= Chaperone code =

The chaperone code refers to post-translational modifications of molecular chaperones that control protein folding. Whilst the genetic code specifies how DNA makes proteins, and the histone code regulates histone-DNA interactions, the chaperone code controls how proteins are folded to produce a functional proteome.

The chaperone code refers to the combinatorial array of post-translational modifications (enzymes add chemical modifications to amino acids that change their properties) —i.e. phosphorylation, acetylation, ubiquitination, methylation, etc.—that are added to molecular chaperones to modulate their activity. Molecular chaperones are proteins specialized in folding and unfolding of the other cellular proteins, and the assembly and dismantling of protein complexes. This is critical in the regulation of protein-protein interactions and many cellular functions. Because post-translational modifications are marks that can be added and removed rapidly, they provide an efficient mechanism to explain the plasticity observed in proteome organization during cell growth and development.

The chaperone code concept posits that combinations of post-translational modifications at the surface of chaperones, including phosphorylation, acetylation, methylation, ubiquitination, control protein folding/unfolding and protein complex assembly/disassembly by modulating:

1) chaperone-substrate affinity and specificity

2) chaperone ATPase and therefore its refolding activity

3) chaperone localization

4) chaperone-co-chaperone interaction.

== Levels of the Chaperone Code ==
The Chaperone code is incredibly complex with multiple layers of potential regulation. Studies of the chaperone code may include:

Level 1: Understanding the role and regulation of single PTMs on a single chaperone

Level 2: Cross-talk of different PTMs on a single amino acid or between PTMs on different amino acids (on a single chaperone)

Level 3: Understanding of why chaperone paralogs have different PTMs

Level 4: Cross-talk of PTMs between different chaperones i.e. between Hsp90 and Hsp70

Level 5: Understanding the role and regulation of single PTMs on a single co-chaperone molecule

Level 6: Understanding the entire chaperone code-all the PTMs on all major chaperones, co-chaperones that control all aspects of life.

== Phosphorylation ==

Site-specific phosphorylation of chaperone proteins can affect their activity.
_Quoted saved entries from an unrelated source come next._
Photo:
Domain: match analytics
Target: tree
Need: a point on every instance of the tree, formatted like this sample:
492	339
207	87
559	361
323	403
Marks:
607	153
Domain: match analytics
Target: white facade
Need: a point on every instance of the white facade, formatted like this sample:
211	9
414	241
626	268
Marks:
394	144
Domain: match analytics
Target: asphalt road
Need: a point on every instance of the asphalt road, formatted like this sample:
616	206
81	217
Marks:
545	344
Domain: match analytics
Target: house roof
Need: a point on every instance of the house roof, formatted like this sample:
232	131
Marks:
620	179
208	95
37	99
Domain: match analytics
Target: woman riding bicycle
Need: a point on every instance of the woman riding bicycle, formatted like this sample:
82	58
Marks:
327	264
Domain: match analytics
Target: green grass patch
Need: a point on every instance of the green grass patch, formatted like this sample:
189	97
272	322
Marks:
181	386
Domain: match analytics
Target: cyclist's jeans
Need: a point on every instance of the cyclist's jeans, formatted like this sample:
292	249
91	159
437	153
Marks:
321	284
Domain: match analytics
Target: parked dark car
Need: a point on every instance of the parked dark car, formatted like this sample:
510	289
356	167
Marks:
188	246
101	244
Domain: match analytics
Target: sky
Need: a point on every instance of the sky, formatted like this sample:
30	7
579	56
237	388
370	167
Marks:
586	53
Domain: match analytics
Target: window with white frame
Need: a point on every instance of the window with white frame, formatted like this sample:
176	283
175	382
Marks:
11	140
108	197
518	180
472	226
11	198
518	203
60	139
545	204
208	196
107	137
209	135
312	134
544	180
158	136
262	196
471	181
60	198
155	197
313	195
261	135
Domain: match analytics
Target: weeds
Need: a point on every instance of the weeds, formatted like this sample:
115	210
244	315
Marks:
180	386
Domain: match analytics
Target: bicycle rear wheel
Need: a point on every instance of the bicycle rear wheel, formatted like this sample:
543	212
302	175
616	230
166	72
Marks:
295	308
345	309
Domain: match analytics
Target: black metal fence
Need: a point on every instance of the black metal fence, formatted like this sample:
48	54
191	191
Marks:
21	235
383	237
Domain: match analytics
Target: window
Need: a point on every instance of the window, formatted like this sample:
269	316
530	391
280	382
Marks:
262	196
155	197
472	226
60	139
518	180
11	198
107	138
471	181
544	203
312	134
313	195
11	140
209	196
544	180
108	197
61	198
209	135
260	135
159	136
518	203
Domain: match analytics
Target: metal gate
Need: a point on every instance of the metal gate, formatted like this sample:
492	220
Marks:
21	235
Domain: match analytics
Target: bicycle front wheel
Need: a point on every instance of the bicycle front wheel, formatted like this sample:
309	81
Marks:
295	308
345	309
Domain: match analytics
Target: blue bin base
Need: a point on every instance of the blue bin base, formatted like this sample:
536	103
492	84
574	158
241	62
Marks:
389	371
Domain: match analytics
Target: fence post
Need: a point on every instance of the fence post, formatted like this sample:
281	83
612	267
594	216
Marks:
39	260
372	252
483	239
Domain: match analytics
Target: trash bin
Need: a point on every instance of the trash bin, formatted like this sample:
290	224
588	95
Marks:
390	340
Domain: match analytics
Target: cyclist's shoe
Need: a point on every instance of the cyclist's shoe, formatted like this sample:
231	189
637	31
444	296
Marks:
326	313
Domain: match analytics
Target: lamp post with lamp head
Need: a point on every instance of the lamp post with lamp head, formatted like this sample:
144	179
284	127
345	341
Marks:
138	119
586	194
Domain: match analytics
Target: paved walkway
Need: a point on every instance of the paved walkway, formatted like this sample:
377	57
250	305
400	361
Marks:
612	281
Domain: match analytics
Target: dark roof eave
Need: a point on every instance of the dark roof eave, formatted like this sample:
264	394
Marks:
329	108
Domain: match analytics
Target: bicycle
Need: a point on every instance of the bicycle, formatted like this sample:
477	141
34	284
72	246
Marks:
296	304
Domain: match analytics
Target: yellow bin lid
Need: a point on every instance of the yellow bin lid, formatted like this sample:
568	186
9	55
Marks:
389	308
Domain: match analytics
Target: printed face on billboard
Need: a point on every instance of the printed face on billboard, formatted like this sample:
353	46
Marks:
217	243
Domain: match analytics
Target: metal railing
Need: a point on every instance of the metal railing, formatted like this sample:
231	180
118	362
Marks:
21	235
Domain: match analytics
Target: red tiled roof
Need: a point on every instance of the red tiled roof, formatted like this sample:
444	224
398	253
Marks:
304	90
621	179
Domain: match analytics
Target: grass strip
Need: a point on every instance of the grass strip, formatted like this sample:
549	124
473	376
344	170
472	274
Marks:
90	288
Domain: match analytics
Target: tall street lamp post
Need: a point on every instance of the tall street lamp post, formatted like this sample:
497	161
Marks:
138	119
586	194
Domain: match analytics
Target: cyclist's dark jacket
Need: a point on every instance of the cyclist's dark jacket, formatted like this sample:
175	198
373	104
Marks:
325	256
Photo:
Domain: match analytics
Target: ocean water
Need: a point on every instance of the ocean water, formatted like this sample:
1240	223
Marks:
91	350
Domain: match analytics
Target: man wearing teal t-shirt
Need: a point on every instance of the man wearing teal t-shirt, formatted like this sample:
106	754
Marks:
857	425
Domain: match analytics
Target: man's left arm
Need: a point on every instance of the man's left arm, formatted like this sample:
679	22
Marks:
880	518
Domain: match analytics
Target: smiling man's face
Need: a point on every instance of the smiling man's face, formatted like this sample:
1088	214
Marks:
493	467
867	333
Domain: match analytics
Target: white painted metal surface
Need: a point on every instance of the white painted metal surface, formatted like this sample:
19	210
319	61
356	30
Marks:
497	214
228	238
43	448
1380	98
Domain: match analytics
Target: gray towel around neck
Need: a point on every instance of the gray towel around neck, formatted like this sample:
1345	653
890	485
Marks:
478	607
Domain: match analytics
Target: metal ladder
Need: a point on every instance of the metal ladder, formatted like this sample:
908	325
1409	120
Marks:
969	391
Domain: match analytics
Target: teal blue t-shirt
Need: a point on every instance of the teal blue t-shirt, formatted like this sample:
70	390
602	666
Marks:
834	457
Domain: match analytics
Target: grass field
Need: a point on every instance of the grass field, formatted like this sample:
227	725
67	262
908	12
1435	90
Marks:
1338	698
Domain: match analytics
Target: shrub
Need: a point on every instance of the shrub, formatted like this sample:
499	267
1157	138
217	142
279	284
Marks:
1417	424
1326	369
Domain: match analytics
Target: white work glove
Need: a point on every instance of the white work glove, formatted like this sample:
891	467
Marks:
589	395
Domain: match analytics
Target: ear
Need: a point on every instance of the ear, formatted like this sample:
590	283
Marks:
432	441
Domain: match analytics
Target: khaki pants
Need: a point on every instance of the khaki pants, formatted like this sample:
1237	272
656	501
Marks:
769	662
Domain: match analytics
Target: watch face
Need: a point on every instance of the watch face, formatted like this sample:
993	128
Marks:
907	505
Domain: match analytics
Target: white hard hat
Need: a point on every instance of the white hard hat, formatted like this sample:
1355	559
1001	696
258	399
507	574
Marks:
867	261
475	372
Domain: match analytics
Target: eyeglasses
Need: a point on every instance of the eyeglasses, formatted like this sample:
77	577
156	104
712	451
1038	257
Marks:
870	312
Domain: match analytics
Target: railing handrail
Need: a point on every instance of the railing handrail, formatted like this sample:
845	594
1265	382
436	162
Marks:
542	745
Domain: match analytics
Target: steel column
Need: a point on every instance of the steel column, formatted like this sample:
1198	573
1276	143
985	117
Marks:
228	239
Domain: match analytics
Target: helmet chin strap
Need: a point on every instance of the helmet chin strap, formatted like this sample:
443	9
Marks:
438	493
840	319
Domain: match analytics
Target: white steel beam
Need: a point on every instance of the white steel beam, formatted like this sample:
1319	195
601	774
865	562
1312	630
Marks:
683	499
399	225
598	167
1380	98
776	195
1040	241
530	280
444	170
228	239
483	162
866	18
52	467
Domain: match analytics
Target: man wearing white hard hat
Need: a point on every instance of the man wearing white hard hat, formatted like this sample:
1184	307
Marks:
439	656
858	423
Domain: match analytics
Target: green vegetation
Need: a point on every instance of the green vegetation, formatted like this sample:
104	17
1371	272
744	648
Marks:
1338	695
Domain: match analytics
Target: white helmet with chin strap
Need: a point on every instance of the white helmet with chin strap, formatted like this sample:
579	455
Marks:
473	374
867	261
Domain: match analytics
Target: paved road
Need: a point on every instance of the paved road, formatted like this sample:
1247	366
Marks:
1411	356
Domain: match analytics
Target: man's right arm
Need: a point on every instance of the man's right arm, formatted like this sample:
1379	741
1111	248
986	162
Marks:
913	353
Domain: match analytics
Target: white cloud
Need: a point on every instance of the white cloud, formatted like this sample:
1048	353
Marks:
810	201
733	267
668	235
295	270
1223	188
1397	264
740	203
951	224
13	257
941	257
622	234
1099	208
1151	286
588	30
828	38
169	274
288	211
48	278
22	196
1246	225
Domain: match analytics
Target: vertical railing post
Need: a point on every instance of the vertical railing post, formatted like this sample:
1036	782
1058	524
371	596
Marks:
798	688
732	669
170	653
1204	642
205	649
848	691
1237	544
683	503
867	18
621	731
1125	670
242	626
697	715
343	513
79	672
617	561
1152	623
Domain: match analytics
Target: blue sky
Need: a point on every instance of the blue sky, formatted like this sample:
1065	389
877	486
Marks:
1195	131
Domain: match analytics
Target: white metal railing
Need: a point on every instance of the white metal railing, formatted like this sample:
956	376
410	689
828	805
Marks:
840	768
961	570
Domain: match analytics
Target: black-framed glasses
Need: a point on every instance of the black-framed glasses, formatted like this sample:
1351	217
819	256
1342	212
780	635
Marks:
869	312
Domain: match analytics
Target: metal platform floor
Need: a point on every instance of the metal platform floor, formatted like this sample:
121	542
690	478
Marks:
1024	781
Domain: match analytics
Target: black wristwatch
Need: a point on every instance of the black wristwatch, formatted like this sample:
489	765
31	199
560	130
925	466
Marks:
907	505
In some cases phosphorylation may disrupt the interaction with a co-chaperone protein thus negatively affecting its activity. In other instances it may promote the activation of particular chaperone targets (referred to as clients). Enzymes such as protein kinase A, casein kinase 1 and 2 (CK1 and CK2), and glycogen synthase kinase B serve as kinases for chaperone proteins. HSP70, a major chaperone protein, was identified in 2012 as a hotspot of phospho-regulation. Subsequently, phosphorylation of chaperone protein HSP70 by a cyclin dependent kinase was shown to delay cell cycle progression in yeast and mammals by altering cyclin D1 stability (a key regulator of the cell cycle). Phosphorylation of HSP90 (another major chaperone) at threonine 22, was shown to disrupt its interaction with co-chaperone proteins Aha1 and CD37 (interacting proteins required for function) and decrease its activity. Certain pathogenic bacteria may manipulate host chaperone phosphorylation through bacterial effectors to promote their survival. HoPBF1, a family of bacterial effector protein kinases, phosphorylates HSP90 at Serine 99 to dampen immunity.

== Methylation ==
Chaperone proteins are also regulated by methylation. This can occur through a conformational change (or a change in the structure of the protein), such that the interactions and activity of the protein are changed. For instance, the monomethylation of HSP90 lysine 616 by Smyd2, and its reversal by LSD1, regulate enzymatic activity of HSP90.